5. The Right to Rectification and Redress

All people have the right to rectification of demonstrably false, inaccurate, or incompletedata collected about them. As part of this right, individuals and communities have a right to establish the existence of and access to personal data collected about themselves. All people have a right to redress from relevant parties when harm was caused as a result of either data collected about them or the way in which data pertaining to them were collected, processed, or used.

These are important to consider. I will come back to these in the coming days and I will point to insight provided by other who have first hand experience of doing data work during a time of crisis. I hope this is food for thought.

TracingCOVIDbanners-0814 days later!

Both Hugh and I agree, that it is time to use this platform again.

COVID-19 and cell phone data tracking is a Privacy Paradox par excellence! The the concept originally encapsulated how we were willing to trade-off the sharing of one’s data for the use of a ‘free’ social media platform.  We kinda’ knew that our data were being sold off to third parties, and traded by data brokers, and we sorta let it go, so we reacted by setting up some add blockers, adjusting our settings, using VPNs, or changing our browsers to things like DuckDuckGo. As imperfect as that situation was and is, that is what we did and it is what we do.

But cell phone tracking is something quite different.

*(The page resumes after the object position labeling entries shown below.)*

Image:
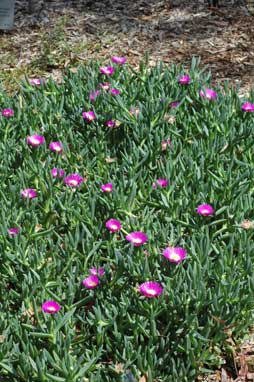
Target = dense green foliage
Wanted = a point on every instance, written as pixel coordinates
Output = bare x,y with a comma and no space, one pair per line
113,333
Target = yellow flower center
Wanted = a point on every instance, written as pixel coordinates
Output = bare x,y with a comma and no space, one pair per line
175,257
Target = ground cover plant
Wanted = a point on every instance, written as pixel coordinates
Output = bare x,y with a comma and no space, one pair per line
126,230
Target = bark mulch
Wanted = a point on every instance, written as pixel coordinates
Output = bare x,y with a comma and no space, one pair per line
63,34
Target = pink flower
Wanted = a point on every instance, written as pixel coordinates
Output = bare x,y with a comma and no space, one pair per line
50,307
57,172
88,115
107,187
137,238
249,107
205,210
209,94
165,144
35,81
91,282
35,140
150,289
134,111
174,254
118,60
160,182
29,193
184,79
13,231
115,91
105,85
113,225
97,271
110,123
108,70
56,147
93,95
7,112
174,104
73,180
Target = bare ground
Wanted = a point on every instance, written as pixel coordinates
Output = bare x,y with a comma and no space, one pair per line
67,33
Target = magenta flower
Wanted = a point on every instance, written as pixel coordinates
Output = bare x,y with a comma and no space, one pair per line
160,182
107,187
97,271
137,238
174,254
110,123
7,112
57,172
35,81
56,147
88,115
174,104
35,140
150,289
184,79
73,180
115,91
205,210
108,70
91,282
118,60
249,107
29,193
165,144
134,111
209,94
50,307
113,225
105,85
93,95
13,231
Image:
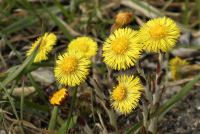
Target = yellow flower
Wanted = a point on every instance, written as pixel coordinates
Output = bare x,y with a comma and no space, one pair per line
46,46
121,49
72,68
123,18
159,34
126,94
59,97
175,64
84,44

Helen Nissembaum‘s Contextual Integrity (CI) is a very useful framework to think this through, for her “privacy, defined as CI, is preserved when information flows generated by an action or practice conform to legitimate contextual informational norms; it is violated when they are breached“. There are four CI theses as follows:

  • Thesis 1: Privacy is the Appropriate Flow of Personal Information
  • Thesis 2: Appropriate Flows Conform with Contextual Informational Norms (“Privacy Norms”)
  • Thesis 3: Five Parameters Define Privacy (Contextual Informational) Norms: Subject, Sender, Recipient, Information Type, and Transmission Principle
  • Thesis 4: The Ethical Legitimacy of Privacy Norms is Evaluated in Terms of: A) Interests of Affected Parties, B) Ethical and Political Values, and C) Contextual Functions, Purposes, and Values.

In terms of norms, social media is one thing, we do get upset when we find out that our photos are being used for facial recognition by our law enforcement institutions, when behaviour is tracked for targeted marketing purposes by data brokers or worse when scurrilous actors use our data to disrupt democracy. But our cell phone data, that is another level! We also know about UBER and smart phone provider transgressions but we seem to know very little about the Murkyness of Telecom Surveillance.  Furthermore, we are beginning to realize, that we cannot Privacy By Design (PbD) our way out of this, nor is cybersecurity enough, and that institutional and technological solutionism, falls short! We need to figure out how to govern these data practices right now.

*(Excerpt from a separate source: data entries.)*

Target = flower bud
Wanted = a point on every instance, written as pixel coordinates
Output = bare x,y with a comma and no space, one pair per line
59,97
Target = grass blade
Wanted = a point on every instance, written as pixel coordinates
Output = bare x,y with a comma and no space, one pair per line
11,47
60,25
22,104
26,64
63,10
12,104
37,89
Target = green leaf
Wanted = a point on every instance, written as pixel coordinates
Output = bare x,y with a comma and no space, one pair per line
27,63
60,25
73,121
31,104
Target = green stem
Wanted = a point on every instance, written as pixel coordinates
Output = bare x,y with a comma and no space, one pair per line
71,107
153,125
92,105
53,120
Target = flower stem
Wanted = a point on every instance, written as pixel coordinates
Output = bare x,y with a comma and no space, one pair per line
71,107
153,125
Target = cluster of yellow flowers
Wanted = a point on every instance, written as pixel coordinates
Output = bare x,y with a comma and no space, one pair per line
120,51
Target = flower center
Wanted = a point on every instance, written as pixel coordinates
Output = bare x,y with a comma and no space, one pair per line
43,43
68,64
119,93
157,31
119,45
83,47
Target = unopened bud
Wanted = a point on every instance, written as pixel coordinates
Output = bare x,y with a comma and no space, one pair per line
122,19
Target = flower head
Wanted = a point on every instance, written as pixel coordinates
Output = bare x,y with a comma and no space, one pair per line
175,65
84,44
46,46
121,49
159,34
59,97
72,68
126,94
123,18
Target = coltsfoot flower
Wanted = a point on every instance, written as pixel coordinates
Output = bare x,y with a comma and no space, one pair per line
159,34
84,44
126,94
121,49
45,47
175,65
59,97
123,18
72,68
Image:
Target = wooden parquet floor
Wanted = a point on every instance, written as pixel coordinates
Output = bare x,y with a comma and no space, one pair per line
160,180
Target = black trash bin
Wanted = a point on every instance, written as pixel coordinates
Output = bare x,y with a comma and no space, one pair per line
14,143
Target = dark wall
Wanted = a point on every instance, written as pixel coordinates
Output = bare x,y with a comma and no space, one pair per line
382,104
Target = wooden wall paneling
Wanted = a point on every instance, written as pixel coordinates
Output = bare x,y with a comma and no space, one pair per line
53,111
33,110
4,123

These are exceptional times, circumstances are exceptional, the stakes are high, and the norms they are a changin’ . CI helps frame our thinking, although, Nissembaum also realizes that her thesis may need to reconsider how technology is an actor, while Teresa Scassa in Private Sector Data, Privacy and Pandemics and Michael Geist both warn us about the new normal, they also define and categorize types of data in a pandemic situation to help us out, frame their analysis with issues pertaining to law, policy and governance, and provide ways to circumscribe how these data might be shared to serve the public good or interest at this time.

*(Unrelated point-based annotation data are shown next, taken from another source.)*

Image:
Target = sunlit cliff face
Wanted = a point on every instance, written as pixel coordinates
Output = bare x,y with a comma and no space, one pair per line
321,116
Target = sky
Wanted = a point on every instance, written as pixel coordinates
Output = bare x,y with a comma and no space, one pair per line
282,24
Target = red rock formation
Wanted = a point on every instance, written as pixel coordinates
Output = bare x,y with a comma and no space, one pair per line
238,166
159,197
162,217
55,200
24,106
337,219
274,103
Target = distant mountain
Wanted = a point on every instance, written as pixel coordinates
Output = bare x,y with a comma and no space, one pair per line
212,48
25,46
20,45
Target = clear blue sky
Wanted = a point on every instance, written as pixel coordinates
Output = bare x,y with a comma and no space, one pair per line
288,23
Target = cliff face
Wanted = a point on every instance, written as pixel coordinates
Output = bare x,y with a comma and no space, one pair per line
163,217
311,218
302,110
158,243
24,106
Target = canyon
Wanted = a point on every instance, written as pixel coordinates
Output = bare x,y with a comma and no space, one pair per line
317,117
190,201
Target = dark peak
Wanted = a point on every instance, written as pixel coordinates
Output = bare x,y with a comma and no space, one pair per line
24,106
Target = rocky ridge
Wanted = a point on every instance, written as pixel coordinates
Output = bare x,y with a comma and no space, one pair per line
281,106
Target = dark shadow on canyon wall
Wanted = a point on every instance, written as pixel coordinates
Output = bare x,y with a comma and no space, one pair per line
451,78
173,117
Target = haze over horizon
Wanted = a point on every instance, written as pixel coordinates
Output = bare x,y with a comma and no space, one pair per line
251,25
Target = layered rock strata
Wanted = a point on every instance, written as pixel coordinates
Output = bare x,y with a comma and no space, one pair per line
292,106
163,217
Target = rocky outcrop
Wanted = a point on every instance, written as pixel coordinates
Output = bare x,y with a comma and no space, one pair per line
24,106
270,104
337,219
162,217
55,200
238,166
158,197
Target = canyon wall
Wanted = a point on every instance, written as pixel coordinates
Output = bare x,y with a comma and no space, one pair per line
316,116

But, who will govern this, and for long will this ‘sharing’ & tracking go on for?

What is for sure, just like 911 set new benchmarks in terms of what kind of surveillance we wound up ‘living with’,  COVID-19 will change data and technological monitoring norms. This may also be a time where we might change the course what surveillance we will accept, as presumably we are smarter now! There are perils and there are opportunities. How will we govern ourselves and our data during and post the pandemic era!